Enter the whole chicken. While many cooks purchase chicken parts for individual dishes, purchasing and roasting the whole bird will result in prepared meat for a whole host of quick, delicious, homemade and healthy meals, from Saturday picnic to Sunday dinner.
When you puchase a chicken, buy the best bird you can afford. Read the packaging and avoid birds that have been injected with broth or a sodium solution or pre-treated in any way. I buy my chickens through the May Farm Grazing Guild here in Benzie County. Should you be unable to find a ‘plain chicken,’ skip the brining step.
Meat is brined to add moisture and flavor. I brine my whole chickens and turkeys 8 to 12 hours. To brine a chicken, find a pot that will hold the entire bird with a little width to spare and several inches of depth. A too-big pot will dilute the salt and a too-little pot will leave some meat out of the brine. Fill the pot one third with cold water and add one cup of Kosher salt. Kosher salt is absolutely necessary as it is less salty than either mined or sea salt. Do not use table salt. Stir to dissolve. Add the bird to the pot and add additional cold water to cover. Refrigerate 8 to 12 hours.
Preheat the oven to 375°. Rinse the chicken in cold water and pat dry. Using cotton string, secure the legs and wings close to the body. Place the bird in a roasting pan with a rack, breast side down.

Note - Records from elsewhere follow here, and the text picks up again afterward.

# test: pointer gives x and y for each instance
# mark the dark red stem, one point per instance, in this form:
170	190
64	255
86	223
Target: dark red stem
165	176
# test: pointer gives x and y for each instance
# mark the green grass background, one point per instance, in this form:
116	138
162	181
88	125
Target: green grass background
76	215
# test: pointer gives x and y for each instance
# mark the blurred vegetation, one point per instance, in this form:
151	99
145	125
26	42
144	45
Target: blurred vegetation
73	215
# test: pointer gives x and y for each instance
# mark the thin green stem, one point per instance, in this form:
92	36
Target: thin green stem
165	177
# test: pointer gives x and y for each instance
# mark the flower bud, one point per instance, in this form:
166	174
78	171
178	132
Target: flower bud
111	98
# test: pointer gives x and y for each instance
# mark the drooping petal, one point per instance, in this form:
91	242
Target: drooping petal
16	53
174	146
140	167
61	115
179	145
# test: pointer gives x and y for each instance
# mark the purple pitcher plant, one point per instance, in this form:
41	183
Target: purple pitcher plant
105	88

Add carrot, celery and peeled onion cut into chunks to the roasting pan and in the cavity. Place in oven and roast for 30 minutes. After 30 minutes, turn the chicken breast side up and return to the oven. Roast the chicken about 20 minutes per pound or until a meat thermometer registers 185° at the thickest part. All juices should run clear or you will have some undercooked meat.